Voices Across the Country
In the days following President Trump’s executive order triggering a review of 21 years of national monument designations, newspaper editorial boards, elected officials, conservation groups, and community stakeholders across the West and the nation weighed in with swift and severe condemnations of the president’s actions.
Here’s a sampling of what they had to say:
“Attempting to wipe national monuments off the map with the stroke of a pen would be illegal and unpopular, and this review will show as much.”
— U.S. Representative Raúl M. Grijalva (D-AZ)
"The president’s justification is built on factual sand. 'Federal land grab'? Both monuments were already federal land before they were declared. 'Preserving our land'? There is no argument to be made that monuments haven’t preserved land. 'Free it up?' What does that even mean? Free to overgraze and drive wherever we want? We’ve been there, and no one wants that."
— The Salt Lake Tribune Editorial Board
“Our Tribal governments have made it clear that any change to [Bears Ears National Monument] would undermine the efforts of so many, and would disrespect our deep and enduring connections to this place.”

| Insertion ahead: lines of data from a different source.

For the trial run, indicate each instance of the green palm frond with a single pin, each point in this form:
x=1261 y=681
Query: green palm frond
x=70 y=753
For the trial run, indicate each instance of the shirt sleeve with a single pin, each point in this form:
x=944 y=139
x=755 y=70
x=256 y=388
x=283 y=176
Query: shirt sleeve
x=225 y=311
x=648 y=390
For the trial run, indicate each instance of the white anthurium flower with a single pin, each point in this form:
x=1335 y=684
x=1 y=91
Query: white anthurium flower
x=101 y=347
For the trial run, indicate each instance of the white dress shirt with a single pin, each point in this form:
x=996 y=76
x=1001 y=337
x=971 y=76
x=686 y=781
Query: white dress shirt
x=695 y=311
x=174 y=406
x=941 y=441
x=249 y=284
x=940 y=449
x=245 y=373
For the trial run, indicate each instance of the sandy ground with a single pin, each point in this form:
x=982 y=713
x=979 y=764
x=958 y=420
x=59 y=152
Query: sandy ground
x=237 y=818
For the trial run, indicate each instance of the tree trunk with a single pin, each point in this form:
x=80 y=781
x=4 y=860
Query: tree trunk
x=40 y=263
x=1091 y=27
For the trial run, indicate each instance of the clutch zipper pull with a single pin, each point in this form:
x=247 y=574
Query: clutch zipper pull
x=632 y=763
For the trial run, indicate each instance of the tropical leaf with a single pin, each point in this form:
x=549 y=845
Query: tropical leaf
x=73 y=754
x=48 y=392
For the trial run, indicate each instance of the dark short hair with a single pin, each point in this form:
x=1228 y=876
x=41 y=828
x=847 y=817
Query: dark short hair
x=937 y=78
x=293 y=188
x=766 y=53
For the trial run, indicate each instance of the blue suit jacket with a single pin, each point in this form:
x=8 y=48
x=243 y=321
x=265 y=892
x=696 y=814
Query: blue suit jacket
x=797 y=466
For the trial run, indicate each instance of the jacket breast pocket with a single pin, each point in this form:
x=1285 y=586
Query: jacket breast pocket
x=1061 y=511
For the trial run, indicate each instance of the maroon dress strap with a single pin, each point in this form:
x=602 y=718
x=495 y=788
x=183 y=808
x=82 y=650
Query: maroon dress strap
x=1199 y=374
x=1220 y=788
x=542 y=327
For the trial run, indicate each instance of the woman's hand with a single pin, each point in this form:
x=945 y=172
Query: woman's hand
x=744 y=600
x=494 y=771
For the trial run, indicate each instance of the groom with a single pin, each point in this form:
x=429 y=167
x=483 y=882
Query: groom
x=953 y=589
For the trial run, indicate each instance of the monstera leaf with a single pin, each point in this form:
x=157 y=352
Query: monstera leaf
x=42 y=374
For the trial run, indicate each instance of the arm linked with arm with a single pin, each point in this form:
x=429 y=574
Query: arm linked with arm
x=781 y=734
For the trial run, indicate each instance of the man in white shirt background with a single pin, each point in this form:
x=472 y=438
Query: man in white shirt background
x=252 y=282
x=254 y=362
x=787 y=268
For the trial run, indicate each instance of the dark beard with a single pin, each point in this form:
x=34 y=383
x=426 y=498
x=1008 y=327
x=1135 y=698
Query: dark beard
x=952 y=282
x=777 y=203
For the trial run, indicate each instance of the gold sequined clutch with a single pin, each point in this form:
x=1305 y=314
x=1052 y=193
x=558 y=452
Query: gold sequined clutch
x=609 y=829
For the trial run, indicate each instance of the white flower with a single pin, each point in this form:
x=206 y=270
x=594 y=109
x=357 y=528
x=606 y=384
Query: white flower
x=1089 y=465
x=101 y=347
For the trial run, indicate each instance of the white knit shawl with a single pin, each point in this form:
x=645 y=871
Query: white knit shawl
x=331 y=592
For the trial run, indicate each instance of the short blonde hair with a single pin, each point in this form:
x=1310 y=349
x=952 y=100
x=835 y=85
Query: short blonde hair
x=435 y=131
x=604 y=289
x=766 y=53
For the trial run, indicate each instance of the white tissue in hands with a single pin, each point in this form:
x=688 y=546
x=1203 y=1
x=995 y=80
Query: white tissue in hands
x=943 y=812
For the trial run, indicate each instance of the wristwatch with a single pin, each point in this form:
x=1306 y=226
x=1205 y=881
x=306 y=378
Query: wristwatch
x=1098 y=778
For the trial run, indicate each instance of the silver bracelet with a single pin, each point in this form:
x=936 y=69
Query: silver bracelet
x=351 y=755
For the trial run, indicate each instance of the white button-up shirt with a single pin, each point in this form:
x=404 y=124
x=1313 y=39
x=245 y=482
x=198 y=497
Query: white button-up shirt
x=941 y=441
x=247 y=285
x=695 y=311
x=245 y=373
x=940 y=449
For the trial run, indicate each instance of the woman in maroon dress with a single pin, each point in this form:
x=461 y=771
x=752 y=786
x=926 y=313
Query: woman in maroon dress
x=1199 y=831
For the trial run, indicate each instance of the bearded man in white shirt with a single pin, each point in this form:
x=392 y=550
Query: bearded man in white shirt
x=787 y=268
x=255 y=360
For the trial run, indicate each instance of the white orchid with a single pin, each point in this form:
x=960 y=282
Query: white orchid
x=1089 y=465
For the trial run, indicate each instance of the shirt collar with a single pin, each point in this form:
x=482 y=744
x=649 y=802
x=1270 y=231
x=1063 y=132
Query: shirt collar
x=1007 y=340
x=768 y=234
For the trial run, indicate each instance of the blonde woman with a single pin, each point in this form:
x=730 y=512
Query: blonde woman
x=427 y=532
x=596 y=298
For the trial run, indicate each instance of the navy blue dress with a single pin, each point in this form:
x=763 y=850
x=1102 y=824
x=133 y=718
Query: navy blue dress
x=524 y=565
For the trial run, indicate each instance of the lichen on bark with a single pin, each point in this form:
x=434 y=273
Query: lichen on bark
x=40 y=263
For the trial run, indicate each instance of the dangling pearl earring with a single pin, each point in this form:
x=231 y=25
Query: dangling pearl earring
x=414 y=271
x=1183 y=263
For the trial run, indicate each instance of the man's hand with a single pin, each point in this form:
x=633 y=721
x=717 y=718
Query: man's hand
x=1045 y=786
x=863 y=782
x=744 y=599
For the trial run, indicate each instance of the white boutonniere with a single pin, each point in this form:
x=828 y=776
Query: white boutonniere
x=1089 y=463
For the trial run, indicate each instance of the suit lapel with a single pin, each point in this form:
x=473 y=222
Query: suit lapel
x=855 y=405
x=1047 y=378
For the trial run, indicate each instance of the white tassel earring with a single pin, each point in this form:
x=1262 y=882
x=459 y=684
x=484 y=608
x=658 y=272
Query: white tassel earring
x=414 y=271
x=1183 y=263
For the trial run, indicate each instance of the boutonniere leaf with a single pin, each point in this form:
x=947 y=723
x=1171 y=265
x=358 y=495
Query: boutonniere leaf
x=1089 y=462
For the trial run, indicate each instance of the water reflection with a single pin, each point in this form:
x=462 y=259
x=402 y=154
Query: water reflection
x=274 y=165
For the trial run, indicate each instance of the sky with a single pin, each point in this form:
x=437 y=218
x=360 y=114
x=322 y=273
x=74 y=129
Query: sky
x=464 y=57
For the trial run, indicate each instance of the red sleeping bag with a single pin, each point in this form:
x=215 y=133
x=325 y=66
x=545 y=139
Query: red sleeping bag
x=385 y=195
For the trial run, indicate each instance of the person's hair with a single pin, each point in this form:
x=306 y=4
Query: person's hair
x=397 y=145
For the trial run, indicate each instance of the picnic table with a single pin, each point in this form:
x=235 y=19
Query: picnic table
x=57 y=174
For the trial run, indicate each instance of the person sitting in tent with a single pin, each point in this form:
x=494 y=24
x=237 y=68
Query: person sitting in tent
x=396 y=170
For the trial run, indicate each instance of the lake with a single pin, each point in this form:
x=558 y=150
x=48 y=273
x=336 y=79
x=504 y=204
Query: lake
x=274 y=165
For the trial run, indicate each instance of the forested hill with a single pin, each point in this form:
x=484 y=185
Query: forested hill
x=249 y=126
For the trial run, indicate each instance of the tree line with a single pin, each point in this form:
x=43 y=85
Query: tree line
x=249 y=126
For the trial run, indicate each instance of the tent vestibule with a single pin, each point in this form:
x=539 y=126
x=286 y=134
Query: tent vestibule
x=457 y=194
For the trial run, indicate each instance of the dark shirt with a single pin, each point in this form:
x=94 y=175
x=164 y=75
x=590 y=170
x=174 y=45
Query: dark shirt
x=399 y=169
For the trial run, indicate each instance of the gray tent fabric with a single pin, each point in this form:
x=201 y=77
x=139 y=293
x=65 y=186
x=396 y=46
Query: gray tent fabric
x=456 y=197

— The Bears Ears Inter-Tribal Coalition
"There is much good in the Antiquities Act track record, because presidents, in their broad view of the national interest, have generally used their powers judiciously. Moreover, Congress has not been absent from this process. Very often it has ratified presidential actions, and at times it has checked the president’s use of the act, an interaction that restrains presidential abuse. Mr. Trump should keep this broad national interest, and long view, in mind."
— The Washington Post Editorial Board
“President Trump is making one thing clear today — he doesn’t give a damn about Nevadans. Gold Butte’s designation as a national monument was a huge win for Nevada, giving our state the resources and tools we need to safeguard this land. I am deeply disappointed that President Trump has ordered a review of these monuments, that could potentially lead to a loss of status and funding.”
— U.S. Representative Ruben Kihuen (D-NV)
"Zinke and Trump both said the review would give the public a chance to weigh in. But it already has. The Bears Ears designation, for instance, came after more than seven years of broad public debate and after a rival land-use plan by Utah’s congressional delegation failed to gain traction."
— The Los Angeles Times Editorial Board
“Any effort by President Trump to undermine the Antiquities Act, shrink, or even eliminate some of the most iconic American places will be met with fierce opposition.”
— U.S. Senator Martin Heinrich (D-NM)
"But in the meantime, Zinke’s review of the Rio Grande del Norte National Monument could gum up the works of a deal designed to provide access to the currently land-locked, 16,030-acre Sabinoso Wilderness, a dramatic piece of the high plains east of Las Vegas. Although the Sabinoso is public land, it is surrounded by private property owners who have declined to allow public access, leaving them and their friends what amounts to a private wilderness area that borders the Canadian River and features cliffs and 1,000-foot-deep canyons home to numerous wildlife species."
— The Albuquerque Journal Editorial Board
“Less than 24 hours after joining with our industry to celebrate the economic power of outdoor recreation, in a hypocritical move, the Trump administration took unprecedented steps that could result in the removal of protections for treasured public lands.”
— Rose Marcario, President and CEO, Patagonia
“America’s national monuments have become the latest victims in this heated political atmosphere. Any attempt to undo or alter them isn’t just undermining a century-old law, it’s a betrayal of the people who fought so hard for them, and the land and history we’ve all spent generations safeguarding.”
— Theresa Pierno, President and CEO, National Parks Conservation Association
"These monuments, including the two most controversial in Utah, have in fact been carefully vetted and have support of many despite the vocal opposition of a few. We’re confident Zinke will find little merit in negating the protections put in place."